Hedefler tutmuyorsa veya üç yıllık hedefler her yıl değişiyorsa, OVP’lerin yol gösterici bir pusula olarak kullanılma şansı olamaz.
İlk OVP 2005 yılında ilan edilmişti ve 2006-2008 yılını kapsıyordu. Bu yıl OVP’lerin onbeşincisi yayınlandı. Bunlardan 11’inin gerçekleşme sonuçları da ortada. Dolayısıyla OVP’lerin hedeflerini tutturma açısından 11 yıllık bir karnesi var elimizde.
11 yıllık gidiş ve sonuçlara bakınca bu karnenin oldukça kötü olduğu ortada. Birincisi hedeflerin tutarlılığı korunmuyor. Bir yıl için konulan hedef, bir sonraki yıl değiştiriliyor. Üç yıl önce konulan hedef iki yıl kala değiştirilmese bile hedef yılına bir yıl kaldığında çoğu kez radikal sayılacak bir ölçekte değişikliğe uğruyor. İkincisi hedeflerin tutturulması adeta şansa kalmış. Bırakın üç yıl önceden konulan hedefin tutturulmasını, bir yıl önce ilan edilen hedefin bile tutturulmasında tam bir başarısızlık söz konusu.

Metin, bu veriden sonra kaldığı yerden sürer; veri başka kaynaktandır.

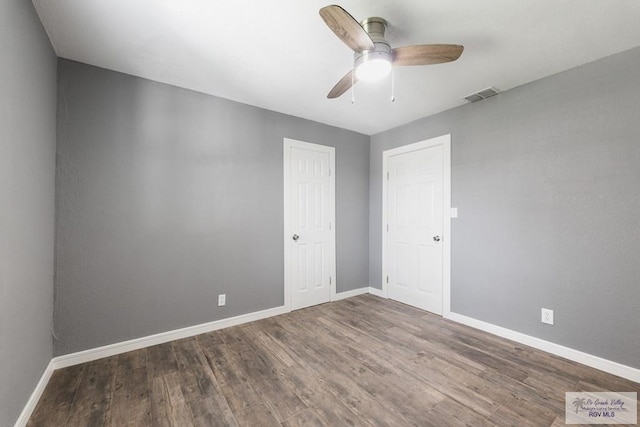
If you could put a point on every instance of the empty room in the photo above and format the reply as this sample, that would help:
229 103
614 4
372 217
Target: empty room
287 213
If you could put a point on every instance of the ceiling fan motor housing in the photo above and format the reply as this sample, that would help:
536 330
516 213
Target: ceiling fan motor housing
375 27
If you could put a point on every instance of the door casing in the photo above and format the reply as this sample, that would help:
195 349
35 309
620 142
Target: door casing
445 142
288 231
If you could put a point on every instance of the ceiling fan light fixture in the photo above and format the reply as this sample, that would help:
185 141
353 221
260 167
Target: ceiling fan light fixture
373 66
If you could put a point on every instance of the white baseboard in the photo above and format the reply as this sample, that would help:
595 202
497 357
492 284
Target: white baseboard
605 365
351 293
596 362
138 343
377 292
23 419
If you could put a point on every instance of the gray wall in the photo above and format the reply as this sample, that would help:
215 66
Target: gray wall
167 198
27 163
545 177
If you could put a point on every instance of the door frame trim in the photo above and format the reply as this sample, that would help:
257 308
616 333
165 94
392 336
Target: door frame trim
445 142
288 144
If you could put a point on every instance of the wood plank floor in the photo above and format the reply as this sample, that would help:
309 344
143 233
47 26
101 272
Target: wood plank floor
363 361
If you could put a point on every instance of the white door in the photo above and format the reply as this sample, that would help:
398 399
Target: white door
415 225
309 223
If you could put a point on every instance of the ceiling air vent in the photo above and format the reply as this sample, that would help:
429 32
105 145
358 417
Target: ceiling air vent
482 94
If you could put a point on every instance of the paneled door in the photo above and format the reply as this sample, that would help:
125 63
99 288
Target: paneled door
309 223
414 229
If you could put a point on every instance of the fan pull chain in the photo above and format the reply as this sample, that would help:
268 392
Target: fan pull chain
393 86
353 84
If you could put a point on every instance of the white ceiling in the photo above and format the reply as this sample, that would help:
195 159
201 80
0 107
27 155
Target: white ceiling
279 54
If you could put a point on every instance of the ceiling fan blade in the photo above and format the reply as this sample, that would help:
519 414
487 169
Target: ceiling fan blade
343 85
426 54
346 28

Öyle ki gelişmenin hedef rakam bir yana gelişmenin yönünü bile doğru göremeyen OVP örnekleri var. Global kriz patladığında 2008’de hazırlanan OVP’de 2009 yılı büyüme hedefi yüzde 5 olarak ilan edilmişti. OVP global krize gözlerini kapatıp yüzde 5 gibi güçlü bir büyüme hedefi ilan ederken ekonomi yüzde 4.8 gibi en yüksek küçülmelerinden birini yaşadı. Bir sonraki OVP’de 2010 yılı için sadece yüzde 3.5’lik büyüme hedeflenmişti oysa gerçekte ekonomi yüzde 9.2 gibi tarihinin en yüksek büyümelerinden birisini gerçekleştirdi.
Son olarak 2016 için ilk belirlenen büyüme hedefi yüzde 5 idi. Bir yıl kala hedef yüzde 4.5’e çekildi. Oysa 2016 büyümesi, TÜİK’in GSYİH hesaplamasındaki değişikliğe rağmen ancak yüzde 3.2 oldu.

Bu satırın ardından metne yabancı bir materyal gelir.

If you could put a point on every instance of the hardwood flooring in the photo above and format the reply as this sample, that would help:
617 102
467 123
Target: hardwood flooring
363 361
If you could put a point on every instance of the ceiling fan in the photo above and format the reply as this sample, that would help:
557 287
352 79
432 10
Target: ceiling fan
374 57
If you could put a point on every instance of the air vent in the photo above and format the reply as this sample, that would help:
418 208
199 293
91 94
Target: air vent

Aynı durum GSYİH miktarı, kişi başına gelir, kur, enflasyon, işsizlik oranı gibi temel göstergeler için de geçerli.
2018-2020 dönemini kapsayan yeni OVP’de de son derece iyimser hedefler yer alıyor. OVP metnine baktığınızda çizilen çerçevenin“Küresel finansman koşullarındaki elverişli ortamın önümüzdeki dönemde de korunacağı” kabulüne dayandığı görülüyor. OVP, gelişmekte olan ülkelere fon akımının 2018’de artma eğilimini sürdüreceği beklentisi içinde. Türkiye’nin ekonomik gidişini en fazla etkileyecek jeopolitik riskler konusunda ise “jeopolitik sorunların azalacağı” beklentisi var.

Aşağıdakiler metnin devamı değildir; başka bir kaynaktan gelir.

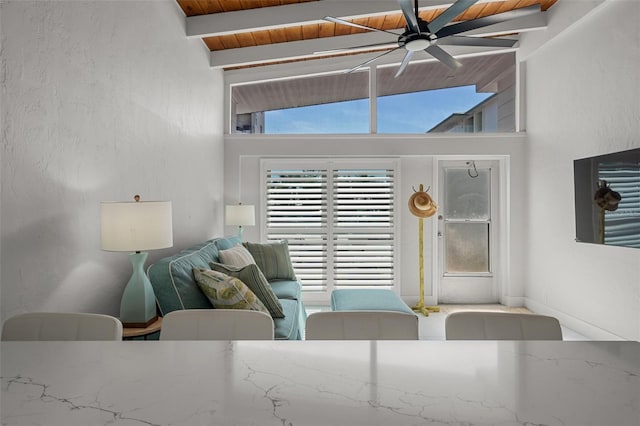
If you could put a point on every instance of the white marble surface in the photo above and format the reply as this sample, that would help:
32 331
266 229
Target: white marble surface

Oysa gerçek hayatta FED faiz artışına devam etmenin yanı sıra piyasadan para çekmeye başlıyor. Dünyada hem ticaret alanında, hem jeopolitik alanda riskler ve gerilimler artıyor. Türkiye açısından hem Suriye’de hem Irak’ta belirsizlik, gerilim ve savaş risklerinde bir hafifleme yok, hatta tırmanış var. İç politikada ekonomiyi olumsuz etkileyen faktörlerde de bir değişiklik işareti yok. Bu durumda ekonomik bir karar alırken OVP’de yer alan pembe hedefleri kim kendine pusula olarak alabilir?